I did this mod today and it works,but i cannot turn off the foglight with the parking lights or head lights on.Need some help.Thanks


----------



## Misery-Tom (Oct 16, 2005)

there not supposed to, the mod makes the fog go on with the parking lights and off with the parking lights, not by themselves


----------



## bryan03tls (Mar 25, 2005)

Misery-Tom said:


> there not supposed to, the mod makes the fog go on with the parking lights and off with the parking lights, not by themselves


the foglight turns on with the parking lights even when the foglight switch is 
in the off position.Anyway i use a 7.5 Amps blown fuse instead of a 20 amps
blown fuse for the foglight.Does it really matter?


----------



## Misery-Tom (Oct 16, 2005)

""""the foglight turns on with the parking lights even when the foglight switch is in the off position.""""
thats correct. 


doesnt really matter what size fuse, as long as its blown


----------



## bryan03tls (Mar 25, 2005)

Misery-Tom said:


> """"the foglight turns on with the parking lights even when the foglight switch is in the off position.""""
> thats correct.
> 
> 
> doesnt really matter what size fuse, as long as its blown


Thanx...Misery-Tom


----------



## Misery-Tom (Oct 16, 2005)

anytime dude


----------



## Breeze Man (May 4, 2005)

Misery-Tom,
I would like to do this on my 05 Nismo Frontier.
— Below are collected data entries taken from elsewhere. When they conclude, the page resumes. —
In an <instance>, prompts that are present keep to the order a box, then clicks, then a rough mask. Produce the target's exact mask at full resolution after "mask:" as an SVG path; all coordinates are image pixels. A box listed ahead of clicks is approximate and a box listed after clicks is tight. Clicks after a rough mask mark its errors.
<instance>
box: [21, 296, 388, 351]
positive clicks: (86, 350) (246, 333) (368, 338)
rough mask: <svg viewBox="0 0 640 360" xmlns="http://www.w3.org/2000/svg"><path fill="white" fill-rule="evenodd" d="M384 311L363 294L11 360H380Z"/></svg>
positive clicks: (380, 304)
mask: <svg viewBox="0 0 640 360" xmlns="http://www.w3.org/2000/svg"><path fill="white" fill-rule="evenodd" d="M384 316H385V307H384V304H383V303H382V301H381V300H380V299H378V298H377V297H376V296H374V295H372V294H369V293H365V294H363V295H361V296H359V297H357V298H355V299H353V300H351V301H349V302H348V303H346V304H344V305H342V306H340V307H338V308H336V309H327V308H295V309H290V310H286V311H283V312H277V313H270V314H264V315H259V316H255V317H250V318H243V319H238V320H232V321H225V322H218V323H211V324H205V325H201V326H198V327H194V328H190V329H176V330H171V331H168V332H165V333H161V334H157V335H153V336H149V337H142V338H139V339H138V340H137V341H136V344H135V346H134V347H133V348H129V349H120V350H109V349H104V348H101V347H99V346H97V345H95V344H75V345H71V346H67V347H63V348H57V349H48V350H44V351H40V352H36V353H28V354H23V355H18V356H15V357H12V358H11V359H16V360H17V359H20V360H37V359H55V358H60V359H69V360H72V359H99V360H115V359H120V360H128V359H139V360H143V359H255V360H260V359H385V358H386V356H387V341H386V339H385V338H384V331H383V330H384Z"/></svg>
It should work the same but not sure if the fuse box is the same. I just need to find the fog lamp fuse & tail lamp fuse & make the jumper. This gives me an excuse to use my new soldering gun from LAST Christmas. Looks like 16-18 gauge wire?? From the photos, your fuse box is in the engine compartment?? I'm F...'n off at work so I can't run out to my truck.
Thanks much for the tip!


----------



## Misery-Tom (Oct 16, 2005)

no problem dude, i have no idea how the frontiers are set up so i couldnt tell ya if it would work on yours or not lol


----------



## OverTheTop (Nov 17, 2005)

Breeze Man said:


> Misery-Tom,
> I would like to do this on my 05 Nismo Frontier. It should work the same but not sure if the fuse box is the same. I just need to find the fog lamp fuse & tail lamp fuse & make the jumper. This gives me an excuse to use my new soldering gun from LAST Christmas. Looks like 16-18 gauge wire?? From the photos, your fuse box is in the engine compartment?? I'm F...'n off at work so I can't run out to my truck.
> Thanks much for the tip!



Yes, the pictures and location of both fuses are the same on the Frontier.


----------



## Misery-Tom (Oct 16, 2005)

cool, thanks, the fogs on those trucks also only come on with the headlights on too?


----------



## OverTheTop (Nov 17, 2005)

Misery-Tom said:


> cool, thanks, the fogs on those trucks also only come on with the headlights on too?


 Yes, they only came on with the low beams before.


----------



## Misery-Tom (Oct 16, 2005)

thanks for the info, seems the frontiers are exactly the same config as the titans, good to know


----------